Solo el hecho de tener que llegar a casa, a esa enorme casa que compré, que le regalé esperando que creáramos una familia, la misma que imaginé con pequeños desordenándolo todo… era como si una daga atravesara todo mi ser. Mi alma estaba cansada.

De reojo vi una pareja que se besaba en uno de los rincones del bar, aquel bar que solo estaba a unas cuantas calles de la zona residencial donde vivía. No había avisado que llegaba así que nadie me esperaría. Tampoco pedí que el chofer fuera por mí, prefería que estuviera disponible para mi esposa.

Sabía que ella estaba molesta, nuestra última llamada no había sido muy cordial. Ella quería que llegara con urgencia a la casa y yo solo le inventé una junta. En realidad había querido sorprenderla, pero al escuchar su trato mediante el móvil, se me habían quitado todas las ganas de hacer algo con ella o para ella.
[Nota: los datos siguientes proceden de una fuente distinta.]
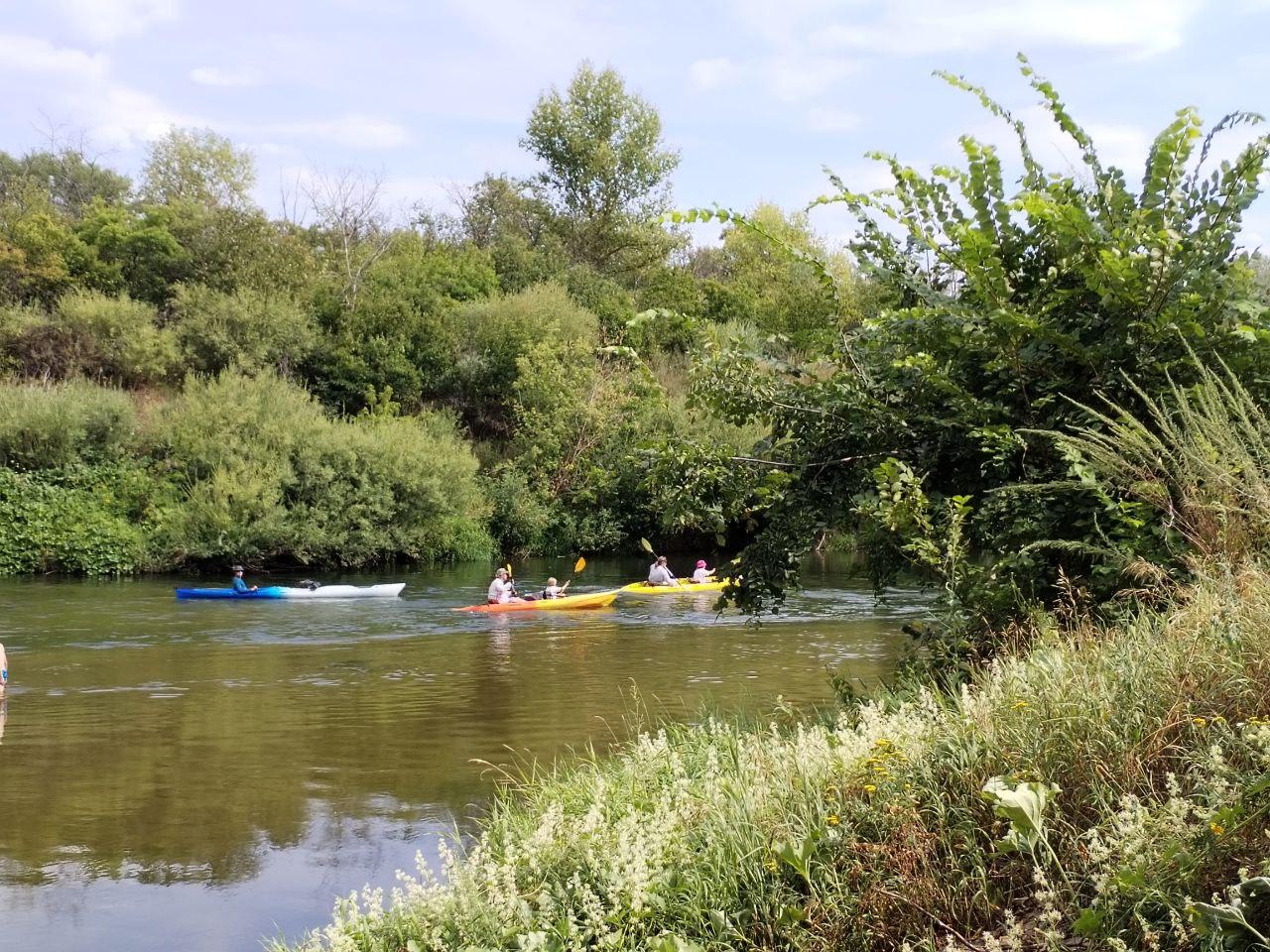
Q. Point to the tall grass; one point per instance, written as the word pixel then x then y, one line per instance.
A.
pixel 1198 454
pixel 46 425
pixel 874 830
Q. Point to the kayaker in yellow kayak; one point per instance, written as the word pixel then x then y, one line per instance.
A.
pixel 502 590
pixel 661 574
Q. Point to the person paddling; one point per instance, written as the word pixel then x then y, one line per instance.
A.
pixel 661 574
pixel 502 590
pixel 239 584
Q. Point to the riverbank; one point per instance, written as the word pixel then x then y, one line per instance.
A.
pixel 1095 788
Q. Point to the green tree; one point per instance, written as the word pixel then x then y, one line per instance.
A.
pixel 197 167
pixel 1008 309
pixel 606 171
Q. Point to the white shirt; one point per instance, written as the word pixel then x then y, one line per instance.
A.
pixel 659 575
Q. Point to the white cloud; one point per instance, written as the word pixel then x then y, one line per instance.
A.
pixel 22 54
pixel 828 119
pixel 121 117
pixel 1141 27
pixel 714 72
pixel 227 79
pixel 794 77
pixel 105 21
pixel 353 131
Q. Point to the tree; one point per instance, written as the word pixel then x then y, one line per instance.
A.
pixel 757 280
pixel 926 433
pixel 67 176
pixel 198 167
pixel 606 169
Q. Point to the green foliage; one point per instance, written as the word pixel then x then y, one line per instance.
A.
pixel 270 475
pixel 1197 460
pixel 606 171
pixel 91 335
pixel 72 521
pixel 399 333
pixel 494 333
pixel 246 329
pixel 197 167
pixel 1006 312
pixel 51 425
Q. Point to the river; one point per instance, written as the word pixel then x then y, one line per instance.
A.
pixel 203 774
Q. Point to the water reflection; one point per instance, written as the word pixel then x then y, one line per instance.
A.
pixel 220 771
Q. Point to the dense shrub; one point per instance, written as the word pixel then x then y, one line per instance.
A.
pixel 91 335
pixel 56 424
pixel 80 520
pixel 497 331
pixel 248 329
pixel 272 476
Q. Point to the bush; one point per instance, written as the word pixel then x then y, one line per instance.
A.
pixel 272 476
pixel 497 331
pixel 81 520
pixel 46 425
pixel 249 329
pixel 90 335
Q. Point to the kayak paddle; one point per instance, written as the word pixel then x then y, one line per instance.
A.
pixel 576 570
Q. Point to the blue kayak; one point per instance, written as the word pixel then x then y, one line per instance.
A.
pixel 389 590
pixel 272 592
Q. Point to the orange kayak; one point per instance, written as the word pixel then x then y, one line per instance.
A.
pixel 594 599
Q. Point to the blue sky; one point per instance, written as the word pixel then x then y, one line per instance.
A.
pixel 757 94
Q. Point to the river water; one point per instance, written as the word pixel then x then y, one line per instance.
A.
pixel 203 774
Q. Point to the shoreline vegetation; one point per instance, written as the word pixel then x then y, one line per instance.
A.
pixel 1101 791
pixel 1046 398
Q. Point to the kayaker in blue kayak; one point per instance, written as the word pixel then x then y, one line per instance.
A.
pixel 239 585
pixel 659 572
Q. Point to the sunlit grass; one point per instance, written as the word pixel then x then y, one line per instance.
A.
pixel 873 830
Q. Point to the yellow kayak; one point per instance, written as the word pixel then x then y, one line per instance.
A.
pixel 684 588
pixel 593 599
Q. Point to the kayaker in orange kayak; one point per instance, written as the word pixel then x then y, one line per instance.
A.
pixel 502 590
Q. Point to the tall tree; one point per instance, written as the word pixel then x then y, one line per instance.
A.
pixel 198 167
pixel 606 169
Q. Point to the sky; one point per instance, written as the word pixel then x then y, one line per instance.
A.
pixel 758 95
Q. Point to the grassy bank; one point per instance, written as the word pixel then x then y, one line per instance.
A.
pixel 929 821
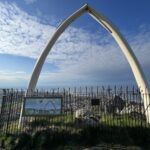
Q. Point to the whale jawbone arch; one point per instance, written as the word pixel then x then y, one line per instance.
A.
pixel 126 49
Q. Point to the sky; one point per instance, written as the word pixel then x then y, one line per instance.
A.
pixel 85 54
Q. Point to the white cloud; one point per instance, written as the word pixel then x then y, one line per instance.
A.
pixel 30 1
pixel 78 53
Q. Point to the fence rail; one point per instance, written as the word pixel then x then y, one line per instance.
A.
pixel 81 107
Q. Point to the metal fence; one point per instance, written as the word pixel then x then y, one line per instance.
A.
pixel 81 107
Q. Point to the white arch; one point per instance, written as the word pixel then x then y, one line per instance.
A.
pixel 126 49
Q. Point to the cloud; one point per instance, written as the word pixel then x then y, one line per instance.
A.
pixel 30 1
pixel 78 54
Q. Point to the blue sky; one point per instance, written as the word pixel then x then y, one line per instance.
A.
pixel 85 54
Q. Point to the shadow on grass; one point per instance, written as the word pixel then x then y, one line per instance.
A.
pixel 86 137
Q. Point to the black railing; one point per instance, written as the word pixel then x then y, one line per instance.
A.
pixel 81 107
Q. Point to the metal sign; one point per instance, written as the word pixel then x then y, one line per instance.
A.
pixel 95 102
pixel 42 106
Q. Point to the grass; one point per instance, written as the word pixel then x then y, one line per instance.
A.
pixel 63 132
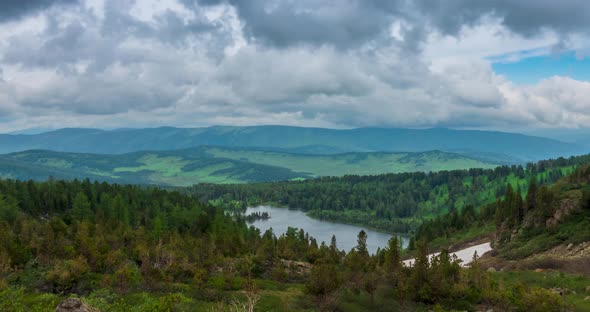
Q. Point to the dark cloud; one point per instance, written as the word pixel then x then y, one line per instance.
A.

Una risa algo familiar sacó mi cabeza de esos pensamientos. Volví a mirar en dirección a la pareja que se demostraba su amor tan apasionadamente en aquel rincón. Aún no se soltaban, la luz tenue ayudaba a sus bajos instintos. Otra vez esa risa inundó mis oídos, fijé mi mirada en aquel rincón y de pronto la mujer dejó de darme la espalda. Un frío recorrió mi cuerpo, con sorna observé mi anillo, que tan orgulloso cargaba… ¡Digno final para tan alto matrimonio! Yo disfrutando de una copa solo mientras mi mujer disfrutaba en los brazos de otro, en el mismo bar a donde tantas veces la llevé a disfrutar conmigo.

Reí de mala gana para luego terminar mi trago de un solo golpe, relajé un poco el cuerpo y les envié una botella de champaña de regalo. Bien sabía que hacía años este matrimonio iba mal, pero nunca pensé que ella me sería tan desleal, ¡y en mis propias narices!

—Una excusa, como salida de la manga, para divorciarme. —Mi subconsciente trabajaba por mí—. Mi as bajo la manga. —Volví a reír, sin muchas ganas.

Calmadamente pagué y me retiré. En el estacionamiento busqué el carro que usaba mi esposa, di con nuestro chofer, parado; me acerqué y él sin decir nada abrió la puerta para mí. Lo noté algo nervioso, pero el silencio era mejor que una pobre explicación.